Scène 1
Thierry, Anne, Jérôme
Au lever du rideau, la scène est vide. Arrivent alors sur le palier trois individus cagoulés, tout de noir vêtus. L’un a un sac à dos, le deuxième une mallette, le troisième un autre sac.
Thierry retire sa cagoule et un pull noir qu’il fourre dans sa mallette ; il se retrouve en chemise-cravate avec un pantalon noir.
Thierry. – Bon, les enfants, le premier et le second c’est terminé ! Jérôme, tu as refermé la porte derrière toi ?
Jérôme, remontant sa cagoule comme un bonnet sur sa tête. – Oui, papa !
Thierry. – O. K. ! T’as posé une carte comme je t’avais dit ?
Jérôme, grignotant du chocolat. – Ouais ! Je l’ai mise avec un magnet sur la porte du frigo.
Thierry. – Mais qu’est-ce que tu manges ?
Jérôme. – Du chocolat !
Thierry. – Ça va pas, non ? Tu vas nous foutre des traces de doigts partout !
Jérôme. – C’était pour me changer du mauvais goût que j’avais dans la bouche !
Anne. – Le mauvais goût ! Quel mauvais goût ?
Jérôme. – Ben j’avais piqué une crème caramel au premier, j’ai commencé à la manger et j’avais pas vu qu’elle était périmée depuis un mois…
Anne. – Bien fait pour toi ! Mais gros malin, t’aurais pu t’en douter : les propriétaires sont sûrement en vacances pour tout le mois d’août.
Jérôme. – J’ai failli gerber ! Alors j’me suis rabattu sur une tablette de chocolat au riz soufflé !
Anne. – La bouffe, ça te perdra !
Jérôme. – Oui, mais le chocolat, ça me déstresse. Oh ! j’ai les chocottes, papa ! On va se faire gauler !

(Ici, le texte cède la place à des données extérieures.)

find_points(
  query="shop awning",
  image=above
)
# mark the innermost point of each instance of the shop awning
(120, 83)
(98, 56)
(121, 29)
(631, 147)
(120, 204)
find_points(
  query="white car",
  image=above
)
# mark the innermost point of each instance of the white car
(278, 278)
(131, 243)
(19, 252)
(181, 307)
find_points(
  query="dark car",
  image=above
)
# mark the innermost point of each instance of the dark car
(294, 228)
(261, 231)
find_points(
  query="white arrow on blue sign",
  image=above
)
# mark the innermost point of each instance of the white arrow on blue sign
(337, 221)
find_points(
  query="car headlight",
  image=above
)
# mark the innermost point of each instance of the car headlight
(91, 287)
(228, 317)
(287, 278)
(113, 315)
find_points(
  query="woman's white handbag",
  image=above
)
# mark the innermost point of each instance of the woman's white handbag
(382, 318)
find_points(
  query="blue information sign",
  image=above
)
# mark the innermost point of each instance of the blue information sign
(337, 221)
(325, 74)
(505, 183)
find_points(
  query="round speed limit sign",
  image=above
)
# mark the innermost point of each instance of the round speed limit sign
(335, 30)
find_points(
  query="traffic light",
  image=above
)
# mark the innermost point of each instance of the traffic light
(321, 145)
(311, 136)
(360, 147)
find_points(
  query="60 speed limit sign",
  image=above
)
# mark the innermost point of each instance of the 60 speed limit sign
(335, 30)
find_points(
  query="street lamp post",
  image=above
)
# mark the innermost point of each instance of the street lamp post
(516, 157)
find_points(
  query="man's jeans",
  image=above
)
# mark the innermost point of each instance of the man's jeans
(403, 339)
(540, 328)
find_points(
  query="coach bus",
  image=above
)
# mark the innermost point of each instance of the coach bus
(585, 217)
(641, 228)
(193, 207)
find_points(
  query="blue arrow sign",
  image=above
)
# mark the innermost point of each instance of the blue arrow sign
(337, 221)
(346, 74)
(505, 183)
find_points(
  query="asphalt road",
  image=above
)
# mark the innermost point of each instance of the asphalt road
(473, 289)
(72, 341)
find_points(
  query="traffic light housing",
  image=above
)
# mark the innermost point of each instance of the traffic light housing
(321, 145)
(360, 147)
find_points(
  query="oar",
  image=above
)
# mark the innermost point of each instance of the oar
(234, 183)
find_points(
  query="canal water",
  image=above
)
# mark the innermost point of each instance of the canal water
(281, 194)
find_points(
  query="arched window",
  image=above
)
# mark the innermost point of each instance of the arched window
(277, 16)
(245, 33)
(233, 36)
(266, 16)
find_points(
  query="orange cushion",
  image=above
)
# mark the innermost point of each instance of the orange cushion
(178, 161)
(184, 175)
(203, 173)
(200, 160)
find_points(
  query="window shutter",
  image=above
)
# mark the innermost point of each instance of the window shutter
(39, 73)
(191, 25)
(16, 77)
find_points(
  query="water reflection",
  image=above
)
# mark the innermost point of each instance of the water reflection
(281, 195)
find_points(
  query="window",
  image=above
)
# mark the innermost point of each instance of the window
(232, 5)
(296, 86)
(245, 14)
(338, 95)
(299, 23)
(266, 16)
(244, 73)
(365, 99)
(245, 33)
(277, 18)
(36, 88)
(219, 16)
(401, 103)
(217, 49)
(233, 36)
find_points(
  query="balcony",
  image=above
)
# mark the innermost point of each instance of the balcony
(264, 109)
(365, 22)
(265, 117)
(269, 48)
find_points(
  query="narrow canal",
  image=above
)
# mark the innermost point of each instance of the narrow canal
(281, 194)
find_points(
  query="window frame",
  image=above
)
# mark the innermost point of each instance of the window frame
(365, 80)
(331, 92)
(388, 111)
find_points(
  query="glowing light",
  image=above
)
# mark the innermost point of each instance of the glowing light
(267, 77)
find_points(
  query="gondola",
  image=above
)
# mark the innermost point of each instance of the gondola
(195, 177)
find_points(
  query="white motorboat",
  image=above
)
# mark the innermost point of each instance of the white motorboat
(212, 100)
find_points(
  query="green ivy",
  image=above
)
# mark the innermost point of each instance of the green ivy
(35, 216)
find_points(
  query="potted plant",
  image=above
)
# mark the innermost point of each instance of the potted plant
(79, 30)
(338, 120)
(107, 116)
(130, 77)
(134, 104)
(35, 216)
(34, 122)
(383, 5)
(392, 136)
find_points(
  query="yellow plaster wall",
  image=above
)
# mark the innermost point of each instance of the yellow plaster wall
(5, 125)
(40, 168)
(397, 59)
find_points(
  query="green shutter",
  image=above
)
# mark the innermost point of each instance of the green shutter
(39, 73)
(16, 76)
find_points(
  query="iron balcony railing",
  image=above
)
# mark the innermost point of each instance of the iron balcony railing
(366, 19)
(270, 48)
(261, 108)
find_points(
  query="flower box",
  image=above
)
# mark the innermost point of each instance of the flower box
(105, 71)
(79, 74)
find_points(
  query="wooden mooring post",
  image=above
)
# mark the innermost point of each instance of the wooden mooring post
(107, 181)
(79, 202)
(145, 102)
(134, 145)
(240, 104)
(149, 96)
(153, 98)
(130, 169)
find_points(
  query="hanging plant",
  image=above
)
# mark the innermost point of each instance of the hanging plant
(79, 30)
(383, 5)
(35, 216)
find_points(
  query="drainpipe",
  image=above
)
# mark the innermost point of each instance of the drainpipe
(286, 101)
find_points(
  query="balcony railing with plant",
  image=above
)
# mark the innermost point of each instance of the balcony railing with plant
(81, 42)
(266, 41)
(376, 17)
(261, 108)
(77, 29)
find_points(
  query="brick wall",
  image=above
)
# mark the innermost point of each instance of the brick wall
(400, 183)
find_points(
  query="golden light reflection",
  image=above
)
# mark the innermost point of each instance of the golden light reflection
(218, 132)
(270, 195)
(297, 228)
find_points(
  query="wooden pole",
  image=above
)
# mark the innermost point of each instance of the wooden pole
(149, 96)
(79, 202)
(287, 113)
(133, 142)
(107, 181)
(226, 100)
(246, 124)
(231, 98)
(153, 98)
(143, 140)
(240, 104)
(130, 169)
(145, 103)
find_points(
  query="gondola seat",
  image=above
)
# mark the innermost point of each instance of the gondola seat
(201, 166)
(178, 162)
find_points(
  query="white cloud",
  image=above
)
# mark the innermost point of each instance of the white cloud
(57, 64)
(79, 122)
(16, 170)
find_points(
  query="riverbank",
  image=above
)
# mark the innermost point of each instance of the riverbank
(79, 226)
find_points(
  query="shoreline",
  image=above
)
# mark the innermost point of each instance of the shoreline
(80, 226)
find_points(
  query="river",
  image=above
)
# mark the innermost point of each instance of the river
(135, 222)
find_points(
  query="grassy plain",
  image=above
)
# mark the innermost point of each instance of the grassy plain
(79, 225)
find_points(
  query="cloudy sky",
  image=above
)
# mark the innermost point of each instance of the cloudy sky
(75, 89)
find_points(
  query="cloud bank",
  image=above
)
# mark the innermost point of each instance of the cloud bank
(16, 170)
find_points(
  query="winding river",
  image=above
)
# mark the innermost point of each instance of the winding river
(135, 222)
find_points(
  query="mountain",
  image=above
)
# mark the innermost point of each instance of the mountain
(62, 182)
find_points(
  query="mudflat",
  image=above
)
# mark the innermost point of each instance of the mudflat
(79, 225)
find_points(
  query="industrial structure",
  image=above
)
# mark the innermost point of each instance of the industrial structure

Thierry. – Écoute, Jérôme, c’est pas la première fois qu’on vide un immeuble, alors arrête d’avoir les foies parce que tu vas finir par nous foutre la trouille à nous aussi. Alors maintenant, tu vas t’occuper de l’appartement du sixième. Avec ta sœur, on reste là ! (À Anne qui a également retiré sa cagoule.) Anne, c’est bien au troisième qu’il crèche ton Pierre-Antoine ?
Anne. – Pierre-Édouard, papa ! Pierre-Édouard !
Thierry. – Oui ! Eh bien, Pierre-Antoine, Pierre-Édouard, avoue que je suis pas tombé bien loin ! Alors, c’est bien ici ?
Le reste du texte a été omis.